Négociation dans les entreprises d’au moins 50 salariés sans délégué syndical : un dispositif confirmé et précisé
28 mars 2018
La négociation collective dans les entreprises d’au moins 50 salariés constitue le dernier volet de la série d’articles consacrés à la négociation au sein des entreprises dépourvues de délégués syndicaux après la publication de l’ordonnance n°2017-1385 du 22 septembre 2017 relative au renforcement de la négociation collective.
Ce dispositif, instauré à l’origine par la loi du 20 août 2008, avait pour objectif de permettre aux entreprises non dotées de délégués syndicaux de négocier un accord collectif avec leurs élus ou un salarié mandaté par une organisation syndicale. Il fut cependant loin d’avoir le succès escompté en raison des strictes conditions encadrant le recours à cette négociation : restriction du contenu de la négociation aux seules mesures dont la mise en œuvre nécessitaient un accord collectif, limitation de la faculté de négocier avec les élus du personnel aux seules entreprises de moins de 200 salariés, exigence de validation de l’accord collectif conclu avec ces derniers par une commission paritaire de branche, etc.
Les lois du 17 août 2015 et du 8 août 2016 ont considérablement ouvert et simplifié ces modalités de négociation en étendant le champ d’application de cette négociation à toutes les entreprises sans condition d’effectif, en élargissant, dans certains cas, le contenu possible de la négociation et en facilitant la conclusion de tels accords.
Les récentes ordonnances, si elles créent un nouveau régime de négociation dans les entreprises de moins de 50 salariés ne comptant aucun délégué syndical – sensiblement différent de celui qui s’appliquait jusqu’alors dans toutes les entreprises sans délégué syndical – ne remettent pas en cause ce dernier pour les entreprises dont l’effectif compte au moins 50 salariés.
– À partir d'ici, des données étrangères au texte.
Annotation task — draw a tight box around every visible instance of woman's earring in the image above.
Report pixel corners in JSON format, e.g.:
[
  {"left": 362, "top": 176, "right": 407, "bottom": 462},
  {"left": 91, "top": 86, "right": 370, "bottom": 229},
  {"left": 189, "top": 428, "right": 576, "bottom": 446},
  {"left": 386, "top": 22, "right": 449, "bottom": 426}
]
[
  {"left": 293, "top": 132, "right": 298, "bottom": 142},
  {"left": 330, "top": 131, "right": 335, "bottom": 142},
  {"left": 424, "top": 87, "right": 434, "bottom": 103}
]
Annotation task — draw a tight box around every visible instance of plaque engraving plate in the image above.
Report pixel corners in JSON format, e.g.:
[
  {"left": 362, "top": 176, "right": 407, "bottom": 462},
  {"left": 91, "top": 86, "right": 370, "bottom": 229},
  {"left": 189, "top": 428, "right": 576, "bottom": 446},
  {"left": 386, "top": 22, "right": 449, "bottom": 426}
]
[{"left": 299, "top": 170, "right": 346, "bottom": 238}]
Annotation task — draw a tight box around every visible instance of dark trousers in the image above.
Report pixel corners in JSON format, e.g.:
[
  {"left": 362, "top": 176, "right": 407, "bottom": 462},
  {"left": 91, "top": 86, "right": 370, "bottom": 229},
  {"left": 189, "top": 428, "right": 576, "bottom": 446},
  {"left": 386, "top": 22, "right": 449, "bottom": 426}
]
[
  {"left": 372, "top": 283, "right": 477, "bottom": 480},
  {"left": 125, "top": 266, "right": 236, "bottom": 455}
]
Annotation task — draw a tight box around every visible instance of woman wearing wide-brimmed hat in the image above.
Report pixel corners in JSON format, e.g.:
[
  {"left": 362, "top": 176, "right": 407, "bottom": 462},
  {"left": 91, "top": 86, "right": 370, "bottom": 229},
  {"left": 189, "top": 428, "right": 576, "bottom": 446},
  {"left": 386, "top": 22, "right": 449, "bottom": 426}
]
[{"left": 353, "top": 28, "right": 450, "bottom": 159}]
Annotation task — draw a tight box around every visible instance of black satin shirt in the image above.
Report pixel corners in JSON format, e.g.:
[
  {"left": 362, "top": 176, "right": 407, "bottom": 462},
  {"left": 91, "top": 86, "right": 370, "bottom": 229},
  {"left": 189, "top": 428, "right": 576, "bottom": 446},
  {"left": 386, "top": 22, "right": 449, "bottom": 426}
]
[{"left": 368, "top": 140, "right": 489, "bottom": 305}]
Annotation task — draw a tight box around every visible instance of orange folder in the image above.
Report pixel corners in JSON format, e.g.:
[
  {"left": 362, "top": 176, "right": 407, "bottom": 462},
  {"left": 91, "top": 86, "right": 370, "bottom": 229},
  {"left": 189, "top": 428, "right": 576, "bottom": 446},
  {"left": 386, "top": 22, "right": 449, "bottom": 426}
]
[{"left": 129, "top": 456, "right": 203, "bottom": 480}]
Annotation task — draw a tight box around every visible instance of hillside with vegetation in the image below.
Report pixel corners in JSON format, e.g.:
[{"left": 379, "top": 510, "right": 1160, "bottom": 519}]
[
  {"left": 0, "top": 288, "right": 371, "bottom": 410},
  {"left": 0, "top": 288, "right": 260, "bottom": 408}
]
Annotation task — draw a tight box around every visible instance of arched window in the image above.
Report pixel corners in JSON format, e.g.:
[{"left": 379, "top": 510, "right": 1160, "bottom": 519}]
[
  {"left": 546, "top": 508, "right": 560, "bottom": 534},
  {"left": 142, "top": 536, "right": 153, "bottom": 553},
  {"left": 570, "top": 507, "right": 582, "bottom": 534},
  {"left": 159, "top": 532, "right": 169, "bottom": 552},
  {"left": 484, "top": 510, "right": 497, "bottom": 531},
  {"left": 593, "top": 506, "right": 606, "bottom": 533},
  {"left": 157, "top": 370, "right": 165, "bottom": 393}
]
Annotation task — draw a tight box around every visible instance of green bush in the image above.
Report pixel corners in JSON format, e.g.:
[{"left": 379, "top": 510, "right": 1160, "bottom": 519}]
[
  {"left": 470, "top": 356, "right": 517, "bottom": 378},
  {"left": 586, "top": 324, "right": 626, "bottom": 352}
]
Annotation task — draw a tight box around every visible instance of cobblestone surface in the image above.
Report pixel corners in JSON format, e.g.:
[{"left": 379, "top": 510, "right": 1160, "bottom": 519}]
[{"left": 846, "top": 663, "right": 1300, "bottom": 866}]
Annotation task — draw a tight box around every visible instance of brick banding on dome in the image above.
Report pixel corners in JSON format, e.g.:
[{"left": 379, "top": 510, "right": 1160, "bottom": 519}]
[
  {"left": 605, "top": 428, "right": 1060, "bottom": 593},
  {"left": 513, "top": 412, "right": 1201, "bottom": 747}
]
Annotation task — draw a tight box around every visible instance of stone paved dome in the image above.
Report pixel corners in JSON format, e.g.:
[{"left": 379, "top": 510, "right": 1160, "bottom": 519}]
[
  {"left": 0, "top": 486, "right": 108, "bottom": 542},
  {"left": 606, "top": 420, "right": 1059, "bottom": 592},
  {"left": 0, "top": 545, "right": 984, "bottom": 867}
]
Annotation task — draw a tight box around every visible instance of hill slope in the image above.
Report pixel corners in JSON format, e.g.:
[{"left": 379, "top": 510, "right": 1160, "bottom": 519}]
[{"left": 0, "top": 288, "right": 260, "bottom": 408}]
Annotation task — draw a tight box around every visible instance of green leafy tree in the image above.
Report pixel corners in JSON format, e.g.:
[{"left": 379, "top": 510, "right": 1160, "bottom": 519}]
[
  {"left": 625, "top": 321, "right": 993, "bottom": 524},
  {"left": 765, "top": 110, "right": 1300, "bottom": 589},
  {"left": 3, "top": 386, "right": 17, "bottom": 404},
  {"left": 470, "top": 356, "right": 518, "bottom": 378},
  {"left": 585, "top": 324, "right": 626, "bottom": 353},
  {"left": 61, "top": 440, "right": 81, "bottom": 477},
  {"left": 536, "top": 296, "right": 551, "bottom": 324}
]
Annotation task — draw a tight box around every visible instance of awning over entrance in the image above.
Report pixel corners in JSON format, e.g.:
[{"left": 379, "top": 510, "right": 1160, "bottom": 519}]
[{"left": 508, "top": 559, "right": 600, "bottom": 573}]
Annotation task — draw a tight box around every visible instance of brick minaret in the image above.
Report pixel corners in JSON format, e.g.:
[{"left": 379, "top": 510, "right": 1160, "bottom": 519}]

Le régime de négociation jusqu’alors applicable à toutes les entreprises souhaitant, en l’absence de délégué syndical, négocier un accord collectif, se trouve confirmé et précisé pour ces entreprises.
Des modalités de négociation définies selon un ordre prioritaire
Contrairement à ce qui est prévu dans les entreprises dont l’effectif est inférieur à 50 salariés dans lesquelles la négociation peut avoir lieu indifféremment avec les élus du personnel ou un salarié mandaté par une organisation syndicale, la négociation dans les entreprises comptant au moins cinquante salariés s’organise selon un ordre prioritaire. Ainsi, le droit de négocier appartient en premier lieu aux membres titulaires de la délégation du personnel du comité social et économique mandatés par une organisation syndicale représentative ou -pour les entreprises qui ne sont pas encore dotées d’une telle instance- du comité d’entreprise, de la délégation unique du personnel ou, à défaut des délégués du personnel.
Les articles L.2232-24 à L.2232-26 du Code du travail définissent précisément la procédure à suivre pour engager la négociation.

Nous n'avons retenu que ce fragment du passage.